Ussually Tilapia fellets,Shrimp,Night crawlers,Catish Recently I added swai,cod,shad mostly a variety of different fish is what I stick to not live!


----------



## Da' Manster!

Even I don't even worry about live anymore since my Rhom and Manny absolutely love smelt!...







...I might try giving them nightcrawlers as a treat and see if they accept them.


----------



## nitrofish

I never had luck with live feed. The bastards would kill everything in 5 min and leave the uneaten remains to settle to the bottom. It was like they were not even hungry, they just killed everything for fun.

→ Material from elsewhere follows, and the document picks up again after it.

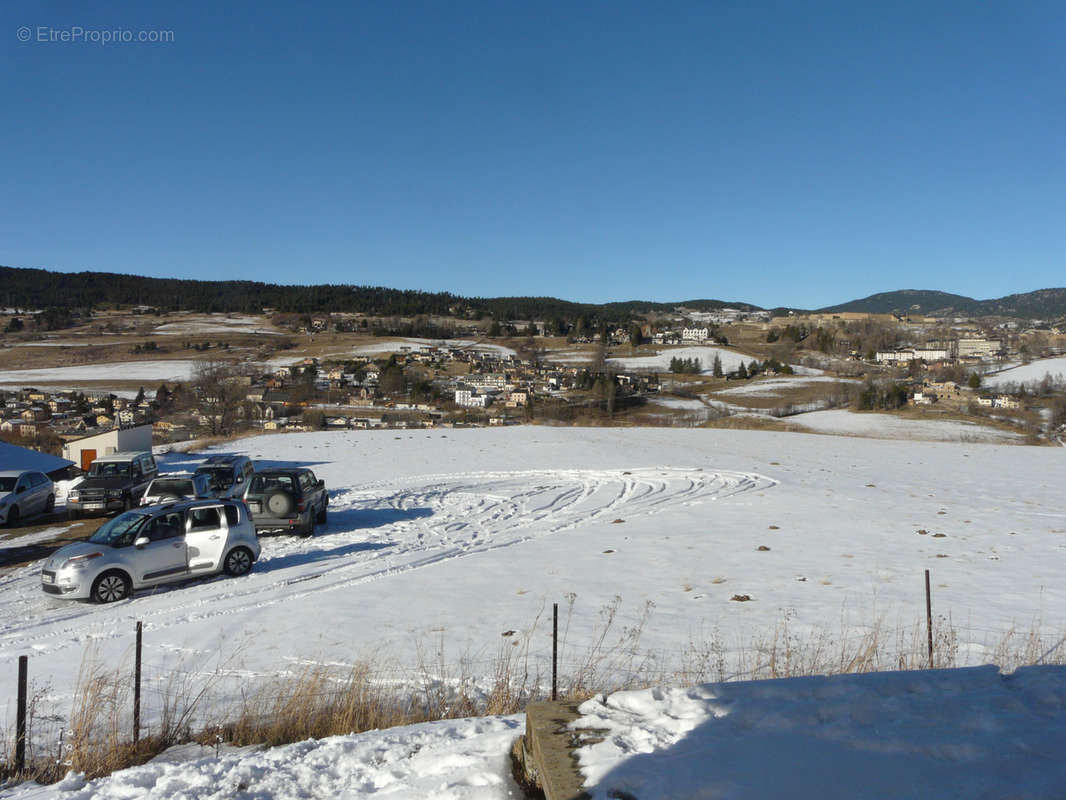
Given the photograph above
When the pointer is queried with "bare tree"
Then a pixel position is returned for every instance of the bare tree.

I eventually switched to jumbo shrimp or smelt from the grocery store. Thaw just a few in the fridge with in ziplock snack bags for daily feeding.


----------



## Pygo-joe

I've a "6 black diamond rhombeus and a "4 Guyanan rhombeus. I feed the raw frozen tiger shrimp halves, smelt, and an occasional night crawlers. I feed two sometimes three times a week. Actually my girlfriend has that duty now because my job has me gone a lot. But I'd like to get the to except dry krill & carnival sticks, and massivore pellets. Is there anyone on this forum that has a rhombeus that eats dry foo as a staple? I'd probably have to starve them for a good length of time time to pull it off though.


----------



## Ægir

My Rhom only eats pellets... Hikari in the red bag. Started at 1/2" and is now around 12".

If you use smaller portions of the food you are using now and get him to feed off the surface, and then switch to pellets it shouldnt take long. Or you can soak the pellets in water for a while, and get them to sink some... just gotta get them to recognize it as food.


----------



## Pygo-joe

Thanks for the feeding tips.


----------



## Pygo-joe

If you don't mind me asking, how many years did it take for your rhombeus to grow from that small size to a "12 ? I do know that rhombeus have growth spurts but generally are slow growing, especially when compared to the Pygocentrus species.


----------



## Ægir

10 or 11 years at this point... still going. Wasnt accurately measured in the last year but over 12" prob closer to 13" by now.


----------



## Sanchezi

I Feed my piranha piece of tilapia stuffed with Northfin 10mm carnivore pellets...That is it nothing else.


----------



## Guest

I fed mine a rotated diet of shrimp with shell on, massivore, and tilapia.


----------



## Recci

Lets face it feeding them anything other than pellets and other standard fish food is for nothing other than show. OHH look guys iv got some big nasty piranha lets feed them live baby mice and gold fish how cool is that! Its pointless and dumb! If they will eat cichlid pellets or carnivore pellets then there is nothing better to feed them. Its much cheaper and healthier for them in long run.


----------